Spotlights like this one provide original commentary and analysis on pressing criminal justice issues of the day. You can read them each day in our newsletter, The Daily Appeal.  “Under pressure from law enforcement, state lawmakers say they are now willing to make significant changes to the bail reform laws that have been in effect for less than […]


Spotlights like this one provide original commentary and analysis on pressing criminal justice issues of the day. You can read them each day in our newsletter, The Daily Appeal

“Under pressure from law enforcement, state lawmakers say they are now willing to make significant changes to the bail reform laws that have been in effect for less than two months,” Christopher Robbins wrote for Gothamist yesterday. “Currently, judges are prevented from setting bail on almost all misdemeanors and non-violent felonies, but violent crimes and some lower level charges that involve domestic violence are still bail eligible. Judges are required to only consider a defendant’s risk of not returning to court, not their past criminal record. The proposed changes would erase cash bail from the system, but would instead allow judges to indefinitely jail suspects charged with felonies and some misdemeanors before trial based on their prior criminal records or their risk of not returning to court.”

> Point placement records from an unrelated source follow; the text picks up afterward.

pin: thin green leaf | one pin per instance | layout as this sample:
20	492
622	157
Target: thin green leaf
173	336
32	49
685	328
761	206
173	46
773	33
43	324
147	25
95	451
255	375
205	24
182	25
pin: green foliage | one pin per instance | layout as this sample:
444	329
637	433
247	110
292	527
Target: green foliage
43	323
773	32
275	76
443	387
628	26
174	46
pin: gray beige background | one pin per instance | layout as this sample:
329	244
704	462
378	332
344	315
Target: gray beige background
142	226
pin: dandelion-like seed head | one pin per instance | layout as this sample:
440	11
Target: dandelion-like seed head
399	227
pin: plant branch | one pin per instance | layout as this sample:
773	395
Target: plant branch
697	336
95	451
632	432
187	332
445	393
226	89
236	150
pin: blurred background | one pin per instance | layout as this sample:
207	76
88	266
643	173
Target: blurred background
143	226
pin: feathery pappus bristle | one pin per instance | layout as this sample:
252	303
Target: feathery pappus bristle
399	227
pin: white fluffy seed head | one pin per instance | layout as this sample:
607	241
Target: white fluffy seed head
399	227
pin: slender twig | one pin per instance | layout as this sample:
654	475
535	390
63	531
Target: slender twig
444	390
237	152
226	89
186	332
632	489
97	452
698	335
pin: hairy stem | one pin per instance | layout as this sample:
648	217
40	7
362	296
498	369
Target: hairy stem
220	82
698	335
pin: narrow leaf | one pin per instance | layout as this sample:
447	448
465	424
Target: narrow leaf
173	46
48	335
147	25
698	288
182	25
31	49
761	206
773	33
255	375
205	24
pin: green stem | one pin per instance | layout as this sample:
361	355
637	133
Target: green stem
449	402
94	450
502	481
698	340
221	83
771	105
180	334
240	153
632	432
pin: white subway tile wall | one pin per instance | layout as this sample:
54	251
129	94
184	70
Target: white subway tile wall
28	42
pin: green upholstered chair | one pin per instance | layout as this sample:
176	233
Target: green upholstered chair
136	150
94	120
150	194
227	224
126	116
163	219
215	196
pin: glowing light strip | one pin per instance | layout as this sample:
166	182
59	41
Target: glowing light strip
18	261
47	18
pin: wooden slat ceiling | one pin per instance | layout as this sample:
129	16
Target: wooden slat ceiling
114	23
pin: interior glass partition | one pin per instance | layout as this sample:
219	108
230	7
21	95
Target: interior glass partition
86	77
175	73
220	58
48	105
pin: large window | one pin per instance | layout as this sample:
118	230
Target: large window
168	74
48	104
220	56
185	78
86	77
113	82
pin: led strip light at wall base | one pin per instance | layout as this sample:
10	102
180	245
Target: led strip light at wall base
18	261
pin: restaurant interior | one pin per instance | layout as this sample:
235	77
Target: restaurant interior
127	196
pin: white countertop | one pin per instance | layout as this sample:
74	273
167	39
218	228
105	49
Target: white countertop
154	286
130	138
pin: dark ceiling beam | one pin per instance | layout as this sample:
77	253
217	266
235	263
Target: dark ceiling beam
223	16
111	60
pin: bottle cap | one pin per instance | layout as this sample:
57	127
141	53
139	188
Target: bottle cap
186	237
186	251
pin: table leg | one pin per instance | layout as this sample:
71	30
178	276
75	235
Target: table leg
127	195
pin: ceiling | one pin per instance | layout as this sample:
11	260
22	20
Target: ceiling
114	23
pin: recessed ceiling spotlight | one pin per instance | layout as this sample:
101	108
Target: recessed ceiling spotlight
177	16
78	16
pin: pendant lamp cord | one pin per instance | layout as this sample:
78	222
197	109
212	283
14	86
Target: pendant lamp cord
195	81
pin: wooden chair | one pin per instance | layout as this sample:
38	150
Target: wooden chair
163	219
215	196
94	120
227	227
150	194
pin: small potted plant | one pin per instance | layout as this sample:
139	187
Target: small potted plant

“We believe that this gets to the heart of the issues and that it is still progressive,” Senate Majority Leader Andrea Stewart-Cousins told Newsday, when she announced the proposed changes.

Stewart-Cousins’s proposals contradict the “recommendations of the New York State Justice Task Force, a group of judges, district attorneys, and police commanders tapped to advise state lawmakers while they were crafting the reforms,” Robbins writes. “The task force explicitly told lawmakers to leave the dangerousness standard out of the law that eventually passed.”

Tina Luongo, the attorney-in-charge at the Legal Aid Society, said the proposal was “a cave to fearmongering of law enforcement and DAs.” It would also be “a response to criticism from judges, prosecutors and police that the current bail law — which is just six weeks old — had taken away their power and discretion to detain dangerous suspects,” writes Yancey Roy for Newsday.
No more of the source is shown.